Com efeito, no campo penal ou disciplinar sancionador, mormente quando as liberdades públicas estão em jogo e merecem uma atenção e tutela estatal, a lei sancionadora deve ser prévia, certa, escrita e estrita, como decorrência dos ditames nullum crimen, nulla poena sine lege. Daí que é vedada a analogia in malam partem, tampouco a criação de faltas graves quando o legislador assim não o fez.

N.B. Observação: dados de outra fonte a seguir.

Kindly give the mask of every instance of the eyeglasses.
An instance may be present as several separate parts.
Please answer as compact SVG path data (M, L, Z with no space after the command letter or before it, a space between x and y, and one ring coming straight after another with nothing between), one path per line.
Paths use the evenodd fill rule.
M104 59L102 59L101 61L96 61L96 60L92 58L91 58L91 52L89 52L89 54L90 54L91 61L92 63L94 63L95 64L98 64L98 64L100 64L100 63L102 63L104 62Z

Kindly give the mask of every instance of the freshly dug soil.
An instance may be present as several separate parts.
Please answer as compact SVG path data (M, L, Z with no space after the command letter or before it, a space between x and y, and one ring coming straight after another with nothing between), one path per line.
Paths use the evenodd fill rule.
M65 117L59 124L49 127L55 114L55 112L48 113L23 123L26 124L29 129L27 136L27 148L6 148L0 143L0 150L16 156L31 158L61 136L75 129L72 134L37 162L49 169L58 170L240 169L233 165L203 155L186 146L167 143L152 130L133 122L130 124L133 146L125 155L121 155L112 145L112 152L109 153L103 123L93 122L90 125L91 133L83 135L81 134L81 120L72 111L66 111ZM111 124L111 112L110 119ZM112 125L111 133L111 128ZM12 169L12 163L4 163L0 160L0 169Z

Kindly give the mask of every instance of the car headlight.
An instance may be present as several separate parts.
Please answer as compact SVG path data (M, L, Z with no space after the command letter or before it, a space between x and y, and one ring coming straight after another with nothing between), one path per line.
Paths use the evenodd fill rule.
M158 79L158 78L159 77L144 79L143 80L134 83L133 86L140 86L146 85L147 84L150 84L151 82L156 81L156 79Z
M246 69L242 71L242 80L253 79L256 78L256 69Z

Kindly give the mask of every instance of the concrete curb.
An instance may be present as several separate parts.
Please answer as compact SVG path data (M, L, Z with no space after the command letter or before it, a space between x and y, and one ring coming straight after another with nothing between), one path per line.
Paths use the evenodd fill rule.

Nesse sentido, Rodrigo Roig entende que não se trata de falta grave a posse de acessórios (chip, bateria ou carregadores) sem o aparelho celular, eis que não há tal previsão na norma do artigo 50, VII, da LEP. Além disso, tais elementos por si sós não possuem capacidade de permitir a comunicação, não havendo, assim, potencialidade lesiva quando desacompanhados do aparelho celular [1].

E se alguém sustentar sobre a independência de instâncias (criminal e administrativa) para afastar a o entendimento recente do STJ acima aludido, estará indo por um caminho tortuoso, uma vez que o fio condutor deve seguir, na verdade, o princípio da legalidade, também aplicado na seara do Direito Administrativo sancionador.

Portanto, aproveitando-se dessa guinada do STJ rumo à proteção da legalidade na questão da atipicidade da conduta daquele que ingressa com chip de aparelho celular em estabelecimento prisional, cabe-nos defender a imprescindibilidade de estender o entendimento do tribunal superior ao regime das faltas graves previstas na LEP, especialmente no tocante à conduta de posse de chip ou outros acessórios de aparelho telefônico. Afinal, o princípio da legalidade deve ser aplicado também às sanções disciplinares na seara da execução penal.


[1] ROIG, Rodrigo Duque Estrada. Execução Penal: teoria crítica, 5ª ed. São Paulo: Thomson Reuters Brasil, 2021, p. 174.